Ferrari's stock has come under pressure in recent months as part of a broader sell-off in luxury goods, driven by concerns over weakening demand in China and higher interest rates globally. However, Morgan Stanley believes the sell-off has been excessive, noting that Ferrari's unique brand positioning and limited production volumes insulate it from the worst of the cyclical headwinds.
The upgrade comes as the FTSE 100 and European indices have experienced heightened volatility, with investors rotating out of growth and luxury stocks amid uncertainty over central bank policy. Ferrari, which is listed on the Milan stock exchange, is widely held by UK institutional investors and is a component of many European equity funds popular with British pension holders.
Analysts at Morgan Stanley highlighted that Ferrari's forward price-to-earnings ratio has contracted by roughly 20 per cent from its peak, bringing it closer to historical averages.

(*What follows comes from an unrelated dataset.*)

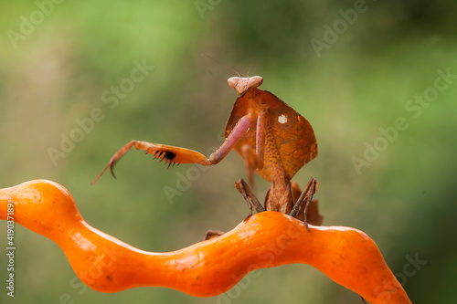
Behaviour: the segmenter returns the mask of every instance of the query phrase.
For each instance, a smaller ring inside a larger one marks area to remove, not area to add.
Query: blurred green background
[[[294,179],[321,183],[324,225],[367,233],[413,302],[449,303],[457,274],[456,8],[445,0],[2,1],[0,187],[56,181],[90,225],[144,250],[230,230],[248,214],[233,184],[245,176],[235,152],[198,173],[132,151],[117,180],[89,183],[133,139],[204,153],[218,146],[237,98],[227,66],[249,70],[314,129],[319,156]],[[154,69],[129,82],[134,62]],[[438,70],[452,76],[437,80]],[[121,85],[117,98],[111,89]],[[94,109],[102,119],[78,133]],[[406,130],[393,131],[398,118]],[[62,136],[78,135],[50,156]],[[375,146],[380,152],[367,148]],[[192,173],[188,189],[167,198],[164,189]],[[263,196],[268,184],[257,181]],[[16,297],[2,288],[1,303],[58,303],[65,294],[69,303],[360,303],[304,265],[262,269],[225,298],[162,288],[99,293],[70,286],[75,274],[52,241],[16,225]],[[427,263],[411,267],[415,258]],[[2,280],[6,265],[2,255]]]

They described the current entry point as attractive for long-term investors, citing the company's strong pipeline of new models and its ability to maintain high pricing even in a softer economic environment.
The luxury sector has been under scrutiny this year, with rivals such as Aston Martin and Porsche also facing margin pressures. Nonetheless, Ferrari's order book reportedly extends well into 2025, providing revenue visibility that many competitors lack. Morgan Stanley's call suggests that the worst of the selling pressure may be behind the stock.
For UK investors, the upgrade serves as a reminder that selective opportunities exist even in turbulent markets. While Ferrari shares are not directly listed in London, they feature prominently in many global equity income and growth funds. Source: Morgan Stanley research note.